Vote only the Party prepared to abolish the Provincial Councils
Vote only the Party who will Depoliticize Public Service
Vote for the party that will not field thugs, nincompoops, pimps, corrupt and dishonest men and criminals.
Vote only the Party who will not appoint defeated politicians as Chairmen of Corporations and Ambassadors
Vote only the Party prepared to abolish the National list
Vote only the Party prepared to bring back Law and Order and justice to this country.
Vote for a party prepared to restore the Senate that will act as a mechanism of check and balance system against the Parliament and also make use of experience and expertise on different fields of men and women of distinction for nation building.

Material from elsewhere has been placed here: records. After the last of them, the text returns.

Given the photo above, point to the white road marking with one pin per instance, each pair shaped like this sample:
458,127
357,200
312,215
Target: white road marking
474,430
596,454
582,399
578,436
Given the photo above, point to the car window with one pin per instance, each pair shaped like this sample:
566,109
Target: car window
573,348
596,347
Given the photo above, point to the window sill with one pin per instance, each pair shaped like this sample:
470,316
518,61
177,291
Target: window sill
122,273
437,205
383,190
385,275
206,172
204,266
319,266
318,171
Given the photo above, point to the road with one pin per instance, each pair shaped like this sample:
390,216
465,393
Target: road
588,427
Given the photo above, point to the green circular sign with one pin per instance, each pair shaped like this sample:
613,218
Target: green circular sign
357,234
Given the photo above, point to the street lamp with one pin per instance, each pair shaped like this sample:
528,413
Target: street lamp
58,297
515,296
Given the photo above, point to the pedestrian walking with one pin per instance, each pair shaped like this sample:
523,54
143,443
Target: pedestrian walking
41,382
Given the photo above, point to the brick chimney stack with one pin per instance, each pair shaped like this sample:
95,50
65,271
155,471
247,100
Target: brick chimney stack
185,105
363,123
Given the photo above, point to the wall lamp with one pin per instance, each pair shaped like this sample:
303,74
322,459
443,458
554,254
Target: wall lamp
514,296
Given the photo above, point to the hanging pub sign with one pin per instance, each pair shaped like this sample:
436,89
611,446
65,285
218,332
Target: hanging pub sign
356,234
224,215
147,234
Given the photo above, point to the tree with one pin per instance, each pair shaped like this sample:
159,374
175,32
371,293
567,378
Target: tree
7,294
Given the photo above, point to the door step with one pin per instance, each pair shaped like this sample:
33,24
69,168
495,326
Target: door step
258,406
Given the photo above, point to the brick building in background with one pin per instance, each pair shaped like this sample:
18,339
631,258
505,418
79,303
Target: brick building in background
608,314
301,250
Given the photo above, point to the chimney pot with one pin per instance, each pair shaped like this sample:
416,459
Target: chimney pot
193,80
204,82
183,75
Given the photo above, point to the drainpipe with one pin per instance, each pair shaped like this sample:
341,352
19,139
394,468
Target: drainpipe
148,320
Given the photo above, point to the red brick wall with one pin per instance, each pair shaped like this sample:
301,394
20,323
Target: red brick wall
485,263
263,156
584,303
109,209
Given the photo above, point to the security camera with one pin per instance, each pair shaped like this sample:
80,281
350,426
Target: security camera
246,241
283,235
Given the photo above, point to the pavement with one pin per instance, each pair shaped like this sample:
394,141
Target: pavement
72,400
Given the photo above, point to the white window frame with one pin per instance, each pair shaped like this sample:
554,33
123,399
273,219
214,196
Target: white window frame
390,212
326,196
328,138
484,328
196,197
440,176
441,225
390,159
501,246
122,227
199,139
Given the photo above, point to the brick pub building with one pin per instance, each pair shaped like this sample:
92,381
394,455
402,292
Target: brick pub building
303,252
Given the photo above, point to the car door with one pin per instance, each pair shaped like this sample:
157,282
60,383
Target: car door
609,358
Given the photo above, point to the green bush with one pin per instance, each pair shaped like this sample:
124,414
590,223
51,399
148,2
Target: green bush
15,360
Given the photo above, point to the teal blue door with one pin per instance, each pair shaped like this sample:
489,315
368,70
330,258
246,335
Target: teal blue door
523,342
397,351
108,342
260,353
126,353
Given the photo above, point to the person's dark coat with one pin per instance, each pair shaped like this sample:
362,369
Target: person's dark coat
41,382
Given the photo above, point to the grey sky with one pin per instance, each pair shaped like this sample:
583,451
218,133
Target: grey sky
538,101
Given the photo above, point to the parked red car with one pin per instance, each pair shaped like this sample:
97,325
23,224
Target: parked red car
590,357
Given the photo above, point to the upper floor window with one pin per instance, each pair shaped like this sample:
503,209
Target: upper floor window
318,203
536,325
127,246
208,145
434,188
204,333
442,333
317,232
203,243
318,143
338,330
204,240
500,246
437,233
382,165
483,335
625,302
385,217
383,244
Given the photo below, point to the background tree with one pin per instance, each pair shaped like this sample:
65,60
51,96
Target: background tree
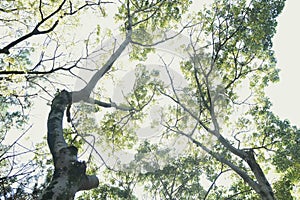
228,135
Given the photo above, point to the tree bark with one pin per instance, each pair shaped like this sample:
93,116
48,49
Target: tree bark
69,174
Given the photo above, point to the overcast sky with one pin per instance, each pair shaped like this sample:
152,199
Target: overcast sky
285,95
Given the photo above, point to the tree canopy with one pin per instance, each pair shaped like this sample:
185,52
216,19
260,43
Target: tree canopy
143,99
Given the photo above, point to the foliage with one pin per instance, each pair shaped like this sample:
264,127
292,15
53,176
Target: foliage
229,135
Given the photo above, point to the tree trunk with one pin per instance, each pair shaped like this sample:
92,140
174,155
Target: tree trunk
69,174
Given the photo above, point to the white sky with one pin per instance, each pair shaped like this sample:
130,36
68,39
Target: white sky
285,95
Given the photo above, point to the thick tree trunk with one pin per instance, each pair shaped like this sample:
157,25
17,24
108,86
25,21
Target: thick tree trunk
69,174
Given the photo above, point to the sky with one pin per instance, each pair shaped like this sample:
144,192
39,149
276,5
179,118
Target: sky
285,95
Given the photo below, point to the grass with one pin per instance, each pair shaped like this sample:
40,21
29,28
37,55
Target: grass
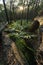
27,51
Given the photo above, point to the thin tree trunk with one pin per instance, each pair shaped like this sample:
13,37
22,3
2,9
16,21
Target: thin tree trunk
6,11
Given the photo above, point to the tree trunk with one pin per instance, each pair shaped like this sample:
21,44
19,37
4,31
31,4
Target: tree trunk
6,11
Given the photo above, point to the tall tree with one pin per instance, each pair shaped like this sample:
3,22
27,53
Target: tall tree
6,11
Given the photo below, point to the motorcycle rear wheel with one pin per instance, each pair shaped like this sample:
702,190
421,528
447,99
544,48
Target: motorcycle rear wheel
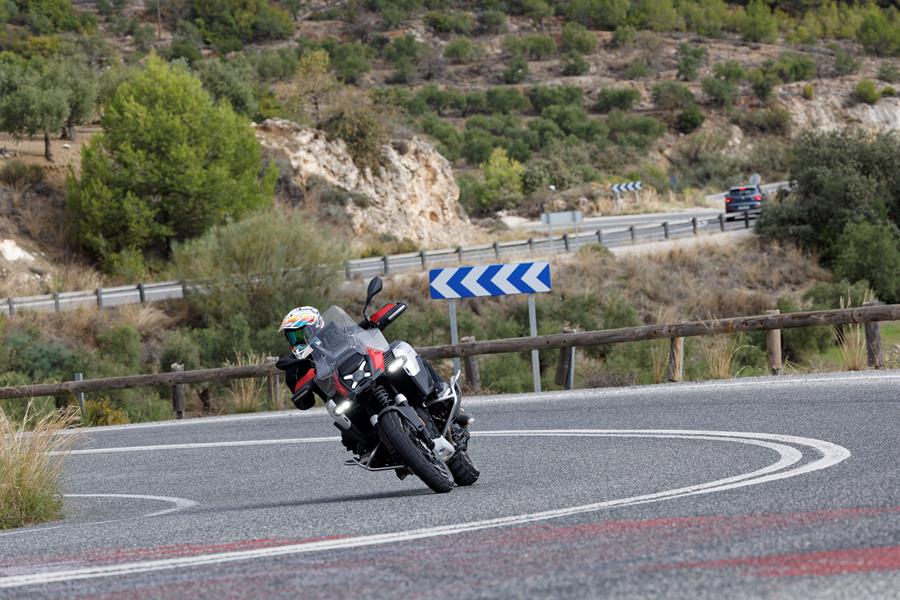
424,462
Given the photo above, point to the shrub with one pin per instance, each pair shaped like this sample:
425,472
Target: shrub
844,63
19,175
871,252
866,91
574,65
169,165
671,95
719,92
598,14
690,58
758,24
616,99
689,119
576,38
516,71
450,22
461,50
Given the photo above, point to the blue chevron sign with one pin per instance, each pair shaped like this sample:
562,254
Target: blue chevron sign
489,280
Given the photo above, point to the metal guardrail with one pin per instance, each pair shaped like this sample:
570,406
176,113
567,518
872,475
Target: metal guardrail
397,263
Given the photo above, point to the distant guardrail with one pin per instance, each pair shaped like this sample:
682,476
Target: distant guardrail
397,263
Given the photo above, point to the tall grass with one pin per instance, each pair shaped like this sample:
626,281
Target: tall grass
29,473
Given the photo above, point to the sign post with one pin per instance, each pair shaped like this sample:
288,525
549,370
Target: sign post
492,280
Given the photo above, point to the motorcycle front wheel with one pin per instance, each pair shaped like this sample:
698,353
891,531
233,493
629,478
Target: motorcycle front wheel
423,461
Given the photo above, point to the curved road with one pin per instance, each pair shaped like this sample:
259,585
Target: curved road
753,488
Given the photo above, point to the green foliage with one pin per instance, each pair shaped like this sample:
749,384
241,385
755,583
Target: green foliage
516,71
690,119
598,14
574,65
841,177
866,91
576,38
450,22
616,99
758,24
871,252
690,59
256,269
671,96
461,50
169,164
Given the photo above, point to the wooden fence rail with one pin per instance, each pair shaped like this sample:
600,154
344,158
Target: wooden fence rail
768,322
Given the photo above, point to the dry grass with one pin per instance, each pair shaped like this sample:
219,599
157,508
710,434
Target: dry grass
29,473
719,352
246,395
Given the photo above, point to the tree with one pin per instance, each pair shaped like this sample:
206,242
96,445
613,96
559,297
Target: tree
169,164
31,102
314,84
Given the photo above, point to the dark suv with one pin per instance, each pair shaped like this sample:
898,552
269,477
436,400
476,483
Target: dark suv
739,199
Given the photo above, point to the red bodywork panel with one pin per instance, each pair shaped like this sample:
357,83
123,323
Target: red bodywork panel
383,311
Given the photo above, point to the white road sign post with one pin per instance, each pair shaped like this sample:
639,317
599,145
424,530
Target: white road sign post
492,280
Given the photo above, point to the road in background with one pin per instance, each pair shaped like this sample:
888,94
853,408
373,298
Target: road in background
781,488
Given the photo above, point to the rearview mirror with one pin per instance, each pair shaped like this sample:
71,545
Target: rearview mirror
375,286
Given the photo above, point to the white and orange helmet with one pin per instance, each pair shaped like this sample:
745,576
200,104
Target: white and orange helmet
300,326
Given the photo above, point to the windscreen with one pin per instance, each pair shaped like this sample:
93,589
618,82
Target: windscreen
339,336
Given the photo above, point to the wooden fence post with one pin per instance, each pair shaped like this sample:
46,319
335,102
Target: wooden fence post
470,364
773,347
178,393
565,366
874,353
676,359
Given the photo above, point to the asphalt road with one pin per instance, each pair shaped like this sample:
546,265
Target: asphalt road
779,488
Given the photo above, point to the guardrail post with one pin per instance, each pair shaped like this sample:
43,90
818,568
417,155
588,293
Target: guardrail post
80,395
676,359
470,364
773,347
565,366
178,393
874,353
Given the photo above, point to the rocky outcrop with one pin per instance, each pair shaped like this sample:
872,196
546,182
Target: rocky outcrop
414,195
830,109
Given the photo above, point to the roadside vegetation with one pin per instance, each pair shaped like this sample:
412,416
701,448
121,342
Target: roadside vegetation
29,474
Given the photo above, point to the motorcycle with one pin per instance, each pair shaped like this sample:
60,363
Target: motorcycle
385,401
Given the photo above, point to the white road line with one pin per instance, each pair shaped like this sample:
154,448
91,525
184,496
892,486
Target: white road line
788,465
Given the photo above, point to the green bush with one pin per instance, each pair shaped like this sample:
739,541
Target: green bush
577,38
758,24
719,92
671,96
871,252
169,165
689,120
450,22
616,99
866,91
574,65
690,59
461,51
598,14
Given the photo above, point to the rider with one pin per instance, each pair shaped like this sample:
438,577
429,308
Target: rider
299,327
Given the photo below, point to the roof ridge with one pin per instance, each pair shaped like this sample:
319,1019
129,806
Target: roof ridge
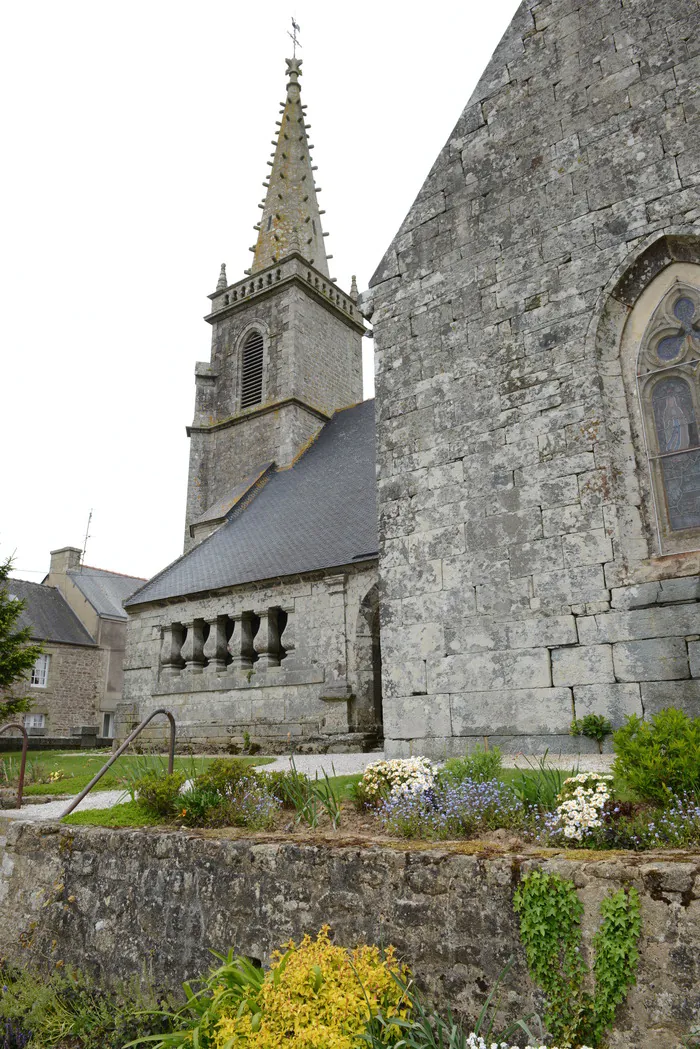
107,572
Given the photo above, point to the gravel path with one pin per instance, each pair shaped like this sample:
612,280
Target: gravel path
339,765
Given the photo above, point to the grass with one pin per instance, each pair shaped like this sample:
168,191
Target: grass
79,769
129,814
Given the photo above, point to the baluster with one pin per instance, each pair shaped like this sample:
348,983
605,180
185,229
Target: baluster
215,649
171,660
192,648
267,639
240,644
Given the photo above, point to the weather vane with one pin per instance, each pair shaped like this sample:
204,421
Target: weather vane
295,28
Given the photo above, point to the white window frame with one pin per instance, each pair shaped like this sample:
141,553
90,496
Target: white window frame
40,672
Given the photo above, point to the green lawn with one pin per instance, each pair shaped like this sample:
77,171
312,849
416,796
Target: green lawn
79,769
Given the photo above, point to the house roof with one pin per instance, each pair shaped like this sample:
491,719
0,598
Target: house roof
105,591
319,513
48,615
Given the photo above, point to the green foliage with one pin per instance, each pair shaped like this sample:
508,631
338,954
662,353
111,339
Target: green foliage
659,757
312,798
480,766
539,786
17,653
593,726
67,1008
550,928
229,986
158,793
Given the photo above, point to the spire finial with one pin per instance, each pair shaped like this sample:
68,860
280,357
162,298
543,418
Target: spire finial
295,40
291,220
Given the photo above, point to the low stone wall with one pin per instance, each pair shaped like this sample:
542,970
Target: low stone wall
114,901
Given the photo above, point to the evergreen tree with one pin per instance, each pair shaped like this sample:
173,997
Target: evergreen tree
17,654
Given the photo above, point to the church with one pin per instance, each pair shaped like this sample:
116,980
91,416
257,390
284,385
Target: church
531,544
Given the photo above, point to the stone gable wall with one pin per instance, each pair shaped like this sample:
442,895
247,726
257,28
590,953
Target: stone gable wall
117,901
321,697
521,575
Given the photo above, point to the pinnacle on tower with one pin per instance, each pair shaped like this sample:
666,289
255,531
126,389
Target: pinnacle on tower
291,219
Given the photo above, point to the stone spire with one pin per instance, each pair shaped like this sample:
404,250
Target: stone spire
291,218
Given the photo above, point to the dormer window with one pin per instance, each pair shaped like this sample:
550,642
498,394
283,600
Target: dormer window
251,370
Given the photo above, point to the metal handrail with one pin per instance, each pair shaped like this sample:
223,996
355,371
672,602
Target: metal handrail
118,753
25,742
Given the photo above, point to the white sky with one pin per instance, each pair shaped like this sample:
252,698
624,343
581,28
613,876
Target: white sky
134,140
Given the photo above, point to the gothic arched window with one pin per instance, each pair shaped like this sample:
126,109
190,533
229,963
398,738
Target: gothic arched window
251,370
669,384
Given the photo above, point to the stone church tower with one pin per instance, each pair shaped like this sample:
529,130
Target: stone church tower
285,341
268,624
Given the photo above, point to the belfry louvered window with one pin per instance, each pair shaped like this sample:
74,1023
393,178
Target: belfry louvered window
251,370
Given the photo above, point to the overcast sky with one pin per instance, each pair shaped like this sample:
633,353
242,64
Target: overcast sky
134,140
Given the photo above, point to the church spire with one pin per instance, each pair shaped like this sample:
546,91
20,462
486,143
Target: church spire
291,218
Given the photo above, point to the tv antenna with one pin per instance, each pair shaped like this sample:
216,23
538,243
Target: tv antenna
87,536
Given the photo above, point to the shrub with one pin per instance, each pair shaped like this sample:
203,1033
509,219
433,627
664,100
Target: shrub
660,757
451,812
400,775
315,996
67,1008
158,793
480,766
541,785
594,726
224,776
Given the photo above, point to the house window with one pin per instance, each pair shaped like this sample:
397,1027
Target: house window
40,672
251,370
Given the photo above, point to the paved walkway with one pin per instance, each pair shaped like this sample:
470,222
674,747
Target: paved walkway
339,765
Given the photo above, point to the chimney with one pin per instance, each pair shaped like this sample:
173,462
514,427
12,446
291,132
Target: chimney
64,560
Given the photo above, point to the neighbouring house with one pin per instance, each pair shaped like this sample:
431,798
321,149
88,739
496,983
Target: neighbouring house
77,614
64,681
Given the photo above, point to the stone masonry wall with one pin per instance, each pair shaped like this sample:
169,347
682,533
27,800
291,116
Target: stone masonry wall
322,691
117,901
522,578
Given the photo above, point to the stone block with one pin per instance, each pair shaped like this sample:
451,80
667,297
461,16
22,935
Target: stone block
655,659
418,715
614,702
485,671
635,625
512,711
694,658
587,548
657,694
582,665
405,677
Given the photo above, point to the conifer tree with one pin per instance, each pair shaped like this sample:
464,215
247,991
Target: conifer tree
17,653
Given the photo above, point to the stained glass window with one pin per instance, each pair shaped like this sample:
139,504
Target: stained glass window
677,431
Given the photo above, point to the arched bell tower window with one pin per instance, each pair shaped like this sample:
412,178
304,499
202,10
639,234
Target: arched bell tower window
669,386
251,370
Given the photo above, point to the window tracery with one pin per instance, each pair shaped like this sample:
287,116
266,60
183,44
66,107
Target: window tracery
669,386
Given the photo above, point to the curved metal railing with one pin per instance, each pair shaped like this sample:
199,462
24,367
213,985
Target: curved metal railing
118,753
25,741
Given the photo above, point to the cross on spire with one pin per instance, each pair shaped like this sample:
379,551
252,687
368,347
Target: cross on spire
295,40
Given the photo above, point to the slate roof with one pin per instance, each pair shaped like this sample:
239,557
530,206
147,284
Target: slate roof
320,513
48,614
105,591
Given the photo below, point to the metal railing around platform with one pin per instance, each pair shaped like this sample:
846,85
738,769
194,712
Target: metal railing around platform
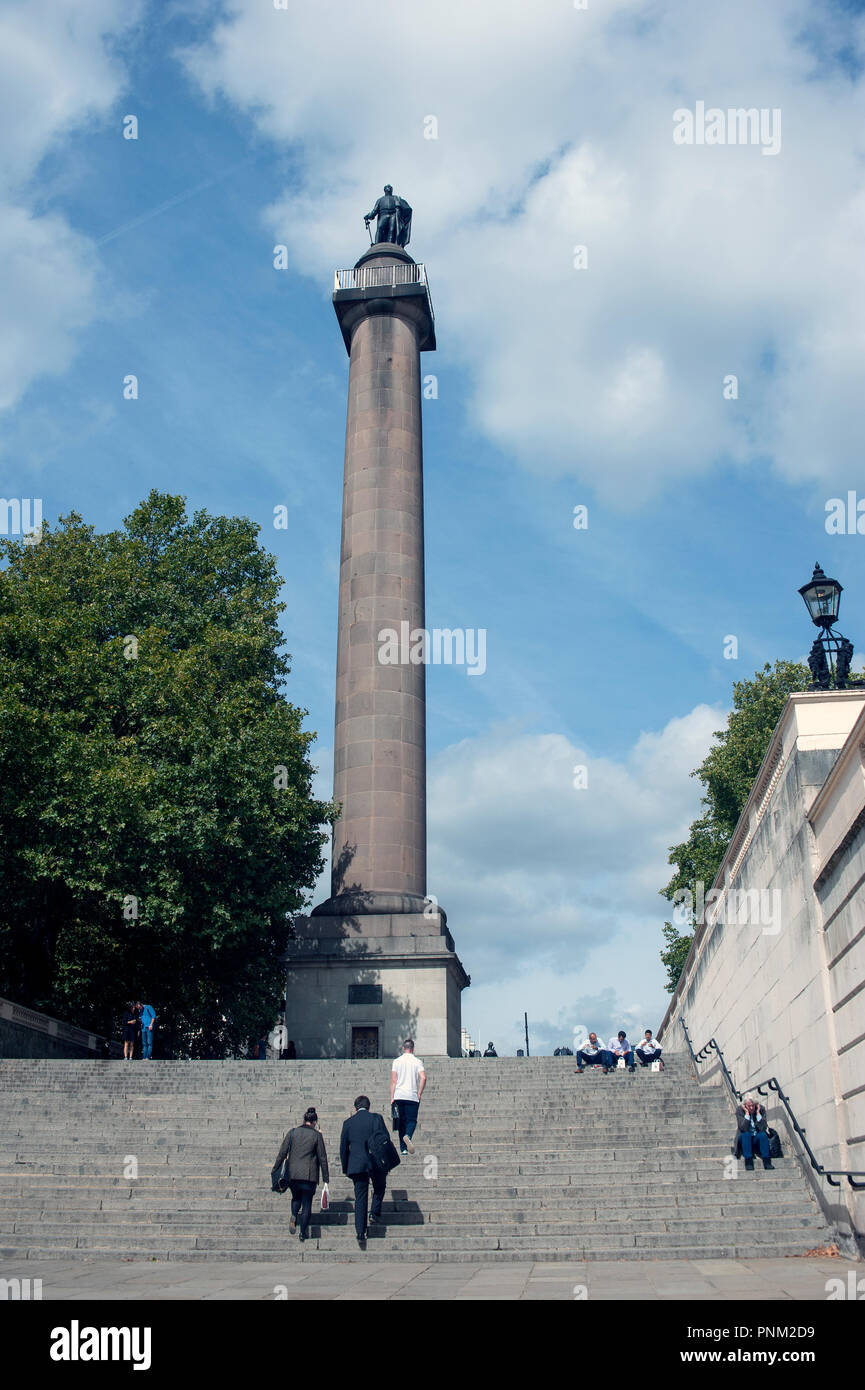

Vote the Party prepared to tell Sambandan and Hakeem that there are no Tamil and Muslim Countries or nations within Sri Lanka
 In case you decide to vote a candidate
 Vote only the Candidates who have a clean track record and who can make some positive contribution for nation building
Vote men with Character, Wisdom, Integrity, Honesty and those who have an iota of Lajja Bhaya left with them. 
Vote only the candidates who have not changed their parties for personal gain like portpolios.
Vote only the Candidates prepared to serve the Country without Salaries for Five Years
Vote only Candidates who Can and whom you think could Serve the People and the Country
Vote only candidates who don’t ask for the Manapaya and who don’t pollute the environment with posters etc
Vote only those who love the country and prepared to enact a new Constitution that suits the country, that puts an end to communal hatred and divided allegiance and make this Island nation, once again one country and one nation.
Vote persons who are prepared to put the country before self.
 If you can do this at the forthcoming election you can rest in peace thinking you have done your duty by your Motherland.